Becoming a medical doctor takes years of training, including grueling hours of clinical practice. It would seem that graduating from medical school and completing all the required internships and residencies would entitle the graduate to the respect of peers and clients—but not if you are a Black woman. It’s not that Black male doctors don’t experience disrespect because of race, but the intersection of race and gender means Black female physicians experience a double dose of it.

A useful term for describing a lot of the disrespect that Black female physicians experience, and the ensuing impact, is microaggressions. Emma Goldberg of the New York Times explains that microaggression is a term coined in the 1970s by Dr. Chester Pierce, a psychiatrist, that refers to “subtle, stunning, often automatic, and nonverbal exchanges which are ‘put downs’” of Black people and members of other minority groups. She notes that “micro” refers to the routine nature of these exchanges, not the scale of their impact. In fact, the impact can be quite damaging because the injuries to self-esteem and confidence are often cumulative for individuals. Goldberg cites Dr. Kimberly Manning, an internal medicine doctor at Grady Memorial Hospital in Atlanta, as explaining, “It’s like death by a thousand paper cuts” and “It can cause you to shrink.” Dr. Sheryl Heron, a Black professor of emergency medicine at Emory University, explains that “after the twelve-thousandth time, it starts to impede your ability to be successful. You start to go into scenarios [in your head] about your self-worth.”

What do microaggressions look like for Black female physicians? Here are some examples:

  • Onyeka Otugo, an emergency medicine doctor, was often mistaken for a janitor or food service worker, even after introducing herself as a doctor. She goes on to say that people would often ask her when the doctor was coming and ask her to take the trash out.
  • Phindile Chowa, an assistant professor of emergency medicine, describes one patient who repeatedly forgot her name while quickly learning the name of her white male colleague during the course of her hospital visit.
  • Damon Tweedy, in an article he wrote for the New York Times, described a patient telling him to “go back to Africa,” and his white supervisor said and did nothing once he was told about it.

It does not help, of course, that there are very few Black female physicians. Goldberg notes that

  • Only 5 percent of the American physician work force is African American, and roughly 2 percent are Black women.
  • Only 3 percent of emergency medicine doctors identify as Black.
  • Just 7 percent of the student population at American medical schools are Black.

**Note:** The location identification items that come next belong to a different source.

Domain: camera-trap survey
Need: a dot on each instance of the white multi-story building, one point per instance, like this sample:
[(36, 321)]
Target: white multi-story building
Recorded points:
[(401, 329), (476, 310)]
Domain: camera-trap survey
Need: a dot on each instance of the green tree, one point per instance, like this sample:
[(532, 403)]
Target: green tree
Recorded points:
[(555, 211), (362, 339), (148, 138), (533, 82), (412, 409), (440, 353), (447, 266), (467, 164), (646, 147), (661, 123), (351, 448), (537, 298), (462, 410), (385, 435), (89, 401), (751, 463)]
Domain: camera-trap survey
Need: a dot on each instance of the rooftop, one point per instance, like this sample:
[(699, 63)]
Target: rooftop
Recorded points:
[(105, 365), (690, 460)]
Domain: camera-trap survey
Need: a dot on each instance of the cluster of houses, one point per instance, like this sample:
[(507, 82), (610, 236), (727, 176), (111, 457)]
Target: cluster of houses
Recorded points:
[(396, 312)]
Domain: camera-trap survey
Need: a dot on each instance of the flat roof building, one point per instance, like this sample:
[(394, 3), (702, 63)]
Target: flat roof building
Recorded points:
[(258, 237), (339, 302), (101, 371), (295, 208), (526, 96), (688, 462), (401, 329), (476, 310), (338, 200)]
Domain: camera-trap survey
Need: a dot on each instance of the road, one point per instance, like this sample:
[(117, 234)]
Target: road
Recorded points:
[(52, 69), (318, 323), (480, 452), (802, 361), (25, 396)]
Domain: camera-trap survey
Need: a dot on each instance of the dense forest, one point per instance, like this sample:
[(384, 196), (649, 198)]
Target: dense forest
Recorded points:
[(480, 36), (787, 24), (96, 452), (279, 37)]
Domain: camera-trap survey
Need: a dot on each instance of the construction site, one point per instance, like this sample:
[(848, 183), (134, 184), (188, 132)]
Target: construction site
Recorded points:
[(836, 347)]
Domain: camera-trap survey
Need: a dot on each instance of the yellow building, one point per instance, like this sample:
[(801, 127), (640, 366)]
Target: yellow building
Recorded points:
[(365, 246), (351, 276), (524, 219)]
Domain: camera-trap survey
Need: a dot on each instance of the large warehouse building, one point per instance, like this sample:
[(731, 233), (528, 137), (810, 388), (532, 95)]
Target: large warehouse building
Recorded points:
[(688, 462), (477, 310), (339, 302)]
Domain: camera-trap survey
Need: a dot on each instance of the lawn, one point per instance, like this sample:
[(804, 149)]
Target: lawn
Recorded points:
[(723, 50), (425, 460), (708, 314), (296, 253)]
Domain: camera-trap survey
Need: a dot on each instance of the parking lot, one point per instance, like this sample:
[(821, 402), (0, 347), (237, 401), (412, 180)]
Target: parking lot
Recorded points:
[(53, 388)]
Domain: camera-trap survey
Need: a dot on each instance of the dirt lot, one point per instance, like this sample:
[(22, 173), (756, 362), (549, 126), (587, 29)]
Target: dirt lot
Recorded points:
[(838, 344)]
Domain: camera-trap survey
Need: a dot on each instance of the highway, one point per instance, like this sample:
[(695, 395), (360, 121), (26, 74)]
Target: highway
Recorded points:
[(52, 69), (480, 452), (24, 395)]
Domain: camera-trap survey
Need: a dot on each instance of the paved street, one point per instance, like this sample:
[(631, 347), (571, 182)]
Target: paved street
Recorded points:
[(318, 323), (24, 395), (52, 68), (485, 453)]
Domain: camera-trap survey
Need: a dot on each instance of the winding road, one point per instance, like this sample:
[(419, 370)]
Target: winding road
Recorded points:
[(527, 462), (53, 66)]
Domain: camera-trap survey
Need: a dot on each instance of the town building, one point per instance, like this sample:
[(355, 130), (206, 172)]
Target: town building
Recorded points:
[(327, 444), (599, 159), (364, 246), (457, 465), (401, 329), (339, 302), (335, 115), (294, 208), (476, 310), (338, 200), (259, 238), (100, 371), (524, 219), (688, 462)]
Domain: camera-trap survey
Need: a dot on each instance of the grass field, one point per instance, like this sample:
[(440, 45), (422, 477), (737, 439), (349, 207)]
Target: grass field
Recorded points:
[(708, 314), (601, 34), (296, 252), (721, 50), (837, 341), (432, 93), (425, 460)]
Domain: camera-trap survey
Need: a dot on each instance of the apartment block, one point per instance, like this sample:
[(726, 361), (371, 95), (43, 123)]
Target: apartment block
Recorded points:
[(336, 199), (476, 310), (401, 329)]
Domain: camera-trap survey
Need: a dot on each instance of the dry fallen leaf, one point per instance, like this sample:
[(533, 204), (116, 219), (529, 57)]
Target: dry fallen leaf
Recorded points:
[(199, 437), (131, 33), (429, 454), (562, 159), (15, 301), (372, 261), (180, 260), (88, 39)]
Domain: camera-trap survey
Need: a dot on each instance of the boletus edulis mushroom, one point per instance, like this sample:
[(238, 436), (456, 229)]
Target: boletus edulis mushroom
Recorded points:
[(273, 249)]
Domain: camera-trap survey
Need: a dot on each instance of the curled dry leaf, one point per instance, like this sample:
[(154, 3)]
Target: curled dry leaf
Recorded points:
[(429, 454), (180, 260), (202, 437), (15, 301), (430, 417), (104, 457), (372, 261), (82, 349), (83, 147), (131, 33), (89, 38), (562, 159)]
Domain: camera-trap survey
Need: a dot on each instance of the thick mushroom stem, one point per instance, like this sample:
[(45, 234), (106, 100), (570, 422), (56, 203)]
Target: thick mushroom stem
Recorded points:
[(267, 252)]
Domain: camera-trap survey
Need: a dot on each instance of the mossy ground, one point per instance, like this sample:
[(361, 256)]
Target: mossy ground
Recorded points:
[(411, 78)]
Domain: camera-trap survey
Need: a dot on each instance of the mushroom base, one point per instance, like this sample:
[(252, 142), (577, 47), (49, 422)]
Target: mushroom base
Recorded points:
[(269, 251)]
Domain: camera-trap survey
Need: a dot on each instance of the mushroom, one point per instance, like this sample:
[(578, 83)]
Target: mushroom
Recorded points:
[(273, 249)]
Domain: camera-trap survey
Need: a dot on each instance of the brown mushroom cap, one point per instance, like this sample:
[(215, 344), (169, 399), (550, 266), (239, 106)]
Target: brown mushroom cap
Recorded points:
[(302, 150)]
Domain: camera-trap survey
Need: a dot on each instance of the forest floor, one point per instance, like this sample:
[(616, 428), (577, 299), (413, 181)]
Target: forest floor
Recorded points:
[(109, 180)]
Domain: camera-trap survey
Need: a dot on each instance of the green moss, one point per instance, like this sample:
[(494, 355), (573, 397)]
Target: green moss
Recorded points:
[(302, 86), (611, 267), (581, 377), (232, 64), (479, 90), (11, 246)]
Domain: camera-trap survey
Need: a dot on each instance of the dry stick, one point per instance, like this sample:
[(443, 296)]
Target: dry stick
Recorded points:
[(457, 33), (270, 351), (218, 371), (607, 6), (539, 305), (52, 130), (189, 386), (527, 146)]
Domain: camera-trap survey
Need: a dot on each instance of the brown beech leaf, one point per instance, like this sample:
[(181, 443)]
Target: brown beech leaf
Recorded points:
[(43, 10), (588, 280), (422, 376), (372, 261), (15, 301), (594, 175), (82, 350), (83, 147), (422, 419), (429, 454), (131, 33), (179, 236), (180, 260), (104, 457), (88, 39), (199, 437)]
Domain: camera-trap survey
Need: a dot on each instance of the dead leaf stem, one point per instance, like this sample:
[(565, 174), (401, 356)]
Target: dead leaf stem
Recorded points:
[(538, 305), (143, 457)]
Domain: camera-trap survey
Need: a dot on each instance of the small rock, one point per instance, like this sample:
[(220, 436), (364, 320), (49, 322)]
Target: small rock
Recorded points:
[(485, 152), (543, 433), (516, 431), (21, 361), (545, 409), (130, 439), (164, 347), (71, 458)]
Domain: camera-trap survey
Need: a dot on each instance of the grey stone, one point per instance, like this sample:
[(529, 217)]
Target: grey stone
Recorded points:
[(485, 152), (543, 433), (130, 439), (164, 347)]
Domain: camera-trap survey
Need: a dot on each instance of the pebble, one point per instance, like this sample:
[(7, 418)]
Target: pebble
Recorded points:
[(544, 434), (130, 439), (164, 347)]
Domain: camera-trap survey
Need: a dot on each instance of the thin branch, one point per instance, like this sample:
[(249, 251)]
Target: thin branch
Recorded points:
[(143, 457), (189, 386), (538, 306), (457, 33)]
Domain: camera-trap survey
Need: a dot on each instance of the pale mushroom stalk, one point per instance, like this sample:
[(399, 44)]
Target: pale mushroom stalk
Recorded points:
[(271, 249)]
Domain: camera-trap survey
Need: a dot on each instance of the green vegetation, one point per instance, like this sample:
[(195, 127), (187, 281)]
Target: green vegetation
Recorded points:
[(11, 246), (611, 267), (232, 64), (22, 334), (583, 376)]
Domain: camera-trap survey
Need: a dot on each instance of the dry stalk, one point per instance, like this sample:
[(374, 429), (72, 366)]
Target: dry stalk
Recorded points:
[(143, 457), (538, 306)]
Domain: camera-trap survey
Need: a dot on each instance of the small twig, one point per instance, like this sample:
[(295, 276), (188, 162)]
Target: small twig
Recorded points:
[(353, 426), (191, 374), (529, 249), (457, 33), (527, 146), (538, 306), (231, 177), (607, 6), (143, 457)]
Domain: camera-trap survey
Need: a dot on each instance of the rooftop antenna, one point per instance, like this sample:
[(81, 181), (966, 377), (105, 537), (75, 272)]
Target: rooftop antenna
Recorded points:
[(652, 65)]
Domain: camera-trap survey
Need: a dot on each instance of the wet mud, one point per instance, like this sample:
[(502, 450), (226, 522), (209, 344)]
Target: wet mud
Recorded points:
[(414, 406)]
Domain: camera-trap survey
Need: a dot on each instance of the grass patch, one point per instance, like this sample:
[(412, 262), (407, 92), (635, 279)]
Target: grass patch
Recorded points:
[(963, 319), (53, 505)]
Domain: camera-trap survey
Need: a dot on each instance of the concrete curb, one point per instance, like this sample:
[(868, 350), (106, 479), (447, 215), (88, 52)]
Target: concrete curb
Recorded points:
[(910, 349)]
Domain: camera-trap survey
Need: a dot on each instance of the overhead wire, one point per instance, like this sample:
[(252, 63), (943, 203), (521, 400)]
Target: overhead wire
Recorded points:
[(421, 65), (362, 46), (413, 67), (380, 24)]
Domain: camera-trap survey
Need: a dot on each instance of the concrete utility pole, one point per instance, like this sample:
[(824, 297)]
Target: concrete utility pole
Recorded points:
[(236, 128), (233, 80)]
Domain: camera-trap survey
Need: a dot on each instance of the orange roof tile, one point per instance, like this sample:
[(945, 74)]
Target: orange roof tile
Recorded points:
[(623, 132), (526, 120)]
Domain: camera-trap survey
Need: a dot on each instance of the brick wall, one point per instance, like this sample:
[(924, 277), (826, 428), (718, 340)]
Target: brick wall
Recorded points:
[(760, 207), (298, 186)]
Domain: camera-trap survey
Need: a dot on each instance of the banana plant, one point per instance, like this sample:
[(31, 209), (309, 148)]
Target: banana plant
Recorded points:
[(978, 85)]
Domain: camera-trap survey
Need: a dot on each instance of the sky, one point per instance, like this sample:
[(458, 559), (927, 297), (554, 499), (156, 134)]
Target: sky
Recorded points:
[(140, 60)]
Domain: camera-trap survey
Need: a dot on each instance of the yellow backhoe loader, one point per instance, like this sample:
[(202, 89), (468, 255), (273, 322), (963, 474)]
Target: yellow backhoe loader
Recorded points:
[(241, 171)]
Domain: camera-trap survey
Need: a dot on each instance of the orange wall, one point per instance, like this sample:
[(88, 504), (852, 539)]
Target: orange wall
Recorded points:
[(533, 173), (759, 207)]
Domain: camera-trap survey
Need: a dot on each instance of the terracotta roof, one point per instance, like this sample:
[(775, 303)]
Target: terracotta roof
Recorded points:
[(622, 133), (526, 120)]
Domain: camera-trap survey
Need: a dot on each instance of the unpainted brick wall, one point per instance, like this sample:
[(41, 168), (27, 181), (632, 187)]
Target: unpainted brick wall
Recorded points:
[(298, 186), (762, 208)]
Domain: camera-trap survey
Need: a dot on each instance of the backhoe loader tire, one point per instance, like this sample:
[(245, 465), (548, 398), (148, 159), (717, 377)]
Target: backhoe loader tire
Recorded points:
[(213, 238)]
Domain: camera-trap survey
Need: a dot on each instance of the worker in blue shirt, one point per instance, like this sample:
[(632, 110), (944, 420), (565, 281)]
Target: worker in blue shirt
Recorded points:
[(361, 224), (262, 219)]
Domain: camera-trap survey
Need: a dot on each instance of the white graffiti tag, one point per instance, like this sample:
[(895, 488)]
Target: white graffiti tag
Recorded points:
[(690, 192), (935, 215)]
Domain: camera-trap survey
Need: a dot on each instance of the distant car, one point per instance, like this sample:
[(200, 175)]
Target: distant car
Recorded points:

The recent revelations from the Covid-19 pandemic about the dramatic health disparities between white people and African Americans highlight one reason why it is so important for there to be more Black physicians. Goldberg notes that “a 2018 study showed that Black patients had improved outcomes when seen by Black doctors, and were more likely to agree to preventive care measures like diabetes screenings and cholesterol tests.” Black patients have a good reason to distrust the medical establishment. Tweedy notes that as recently as the 1970s, “Black people were experimented upon under the guise of scientific study and sterilized without their consent.” Black female doctors are aware of the importance of their presence to reassure Black patients that they can trust preventive care measures. Black physicians are also attuned to discriminatory practices that create hardship for their patients. For example, Black patients are prescribed less pain medication for injuries comparable with those of their non-Black counterparts and are often left to suffer needlessly without the advocacy of a Black physician.

Both Goldberg and Tweedy suggest steps that the medical establishment needs to take to support the success of Black female doctors and to undo the racism deeply embedded in the medical establishment. Some examples include

  • Publish the experiences of microaggressions for Black female physicians, as was recently done by four female physicians of color in a paper in the Annals of Emergency Medicine. The authors Dr. Melanie Molina, Dr. Adaira Landry, Dr. Anita Chary, and Dr. Sherri-Ann Burnett-Bowie hope to reduce the sense of isolation of Black women doctors by shining a light on microaggression. They also hope their work will raise the awareness of their white colleagues who will change their own behavior and become white allies.
  • Continue to diversify emergency medicine departments to reduce the isolation of Black doctors and to amplify their voices.
  • Conduct training of doctors and physician educators on implicit bias, and evaluate their behavior in tangible and accountable ways.
  • Root out the racism still deeply entrenched in the cultures and curriculum of medical schools.

We need to address health disparities in our country, and we cannot make progress until the medical establishment changes.